L’intervento pensato in questo modo è solo di facciata. Non risponde all’emergenza che rimane squisitamente politica. Ci sono migliaia di persone intrappolate nel paese. La comunità internazionale mercanteggia con i loro aguzzini.

Il primo passo è stato pagare le milizie perché fermassero il traffico. Ora li si aiuta a gestire le prigioni lager. Domani si chiuderanno due o tre occhi sul mercato di schiavi che realizzeranno comunque sulla pelle dei migranti. Li rivenderanno alle famiglie, o partiranno per altre rotte. In ogni caso, sono soldi non persone. Non più persone.

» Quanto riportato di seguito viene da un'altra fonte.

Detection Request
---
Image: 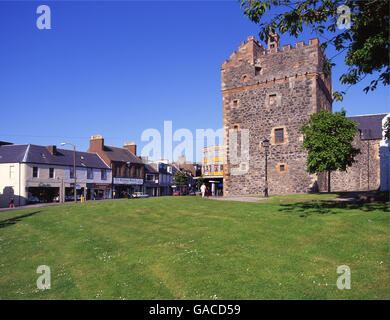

Del resto è il bando stesso a farci capire che i centri in cui si chiede di intervenire, che comunque rimangono i migliori disponibili, hanno bisogno di tutto. Sono luoghi in cui si dovrebbero costruire servizi igienici, distribuire cibo, portare medicine. Ovvero,nei centri che sarebbero sotto l’autorità del Governo di Tripoli mancano tutti i servizi essenziali. Quindi, siccome questa autorità non garantisce nulla, le Ong devono andare a fare le pulizie delle politiche dei governi UE.

In questo contesto, le Ong italiane avrebbero dovuto costruire, come già avvenne in passato, una coalizione contro tale scempio. Invece, troppi sono i distinguo e i falsi imperativi umanitari. 

Queste sono le occasioni in cui delle scelte etiche sono obbligatorie e non sono ammesse ambiguità. Altrimenti si è complici.

L’autore ha scritto questo articolo sotto pseudonimo. Ha una lunga lunga esperienza professionale nel mondo della cooperazione internazionale.